Connect to source and target metastores
Ready to migrate metadata? Hive Migrator, which comes bundled with Data Migrator, lets you transfer metadata from a source metastore to any number of target metastores. Connect to metastores by creating local or remote metadata agents. If you're creating a remote metadata agent, you have to use the WANdisco® CLI for this.
Supported metadata sources are: Apache Hive and AWS Glue Data Catalog.
Supported metadata targets are: Apache Hive, Azure SQL DB, AWS Glue Data Catalog, Databricks, Google Dataproc, and Snowflake.
To configure Databricks as a target, see Configure Databricks as a target.
To configure Google Dataproc as a target, see Configure Google Dataproc as a target.
To configure Snowflake as a target, see Configure Snowflake as a target.

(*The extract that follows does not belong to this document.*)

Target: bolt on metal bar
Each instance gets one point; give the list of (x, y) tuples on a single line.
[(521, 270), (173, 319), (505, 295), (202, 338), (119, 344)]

Transactional tables may take longer to appear on the target cluster than expected. Hive Migrator uses a cautious approach to ensure data integrity. The following conditions must be met for table data to appear on the target:
- All corresponding data files are migrated.
- The table's transaction
writeId
is updated, confirming that all data files are on the target.
Hive Migrator uses migration gates to ensure data files are in place before meeting the second condition. Coming improvements to migration gates will change the conditions so table migrations may proceed without the need for the data migration to be live, reducing migration times.
Connect to metastores with the UI
Apache Hive
Review the basic Prerequisites for Apache Hive before you begin.
A remote agent is a service deployed on a remote host that connects to Data Migrator. A remote agent must be deployed on the target cluster if the source and target run different major Hive versions.
When deploying a remote agent on an environment where Hive uses MySQL, the JDBC Driver for MySQL must be copied into /opt/wandisco/hivemigrator
and made executable on the remote server.
If you’re connecting to a Hive metastore agent and using CDP 7.1.8, you need to create a symlink to postgresql-jdbc.jar
. See Missing PostgreSQL driver for more information.
From the Dashboard, select a product under Products.
infoData Migrator will attempt to auto-discover Apache Hive and create a metadata agent for your Hadoop source filesystem. Check whether an existing agent is listed under the Agents panel.
Auto-discovery will fail if Kerberos is enabled.
Select Connect To Metastore.
Select the Filesystem in which the data associated with the metadata is held. For Hive agents, this will likely be the Hadoop Distributed File System (HDFS) which contains the data for your tables.
Enter a Display Name.
(Optional, required when using a local agent for a target filesystem) - Enter a value for Configuration Path. The default path will be used if left blank.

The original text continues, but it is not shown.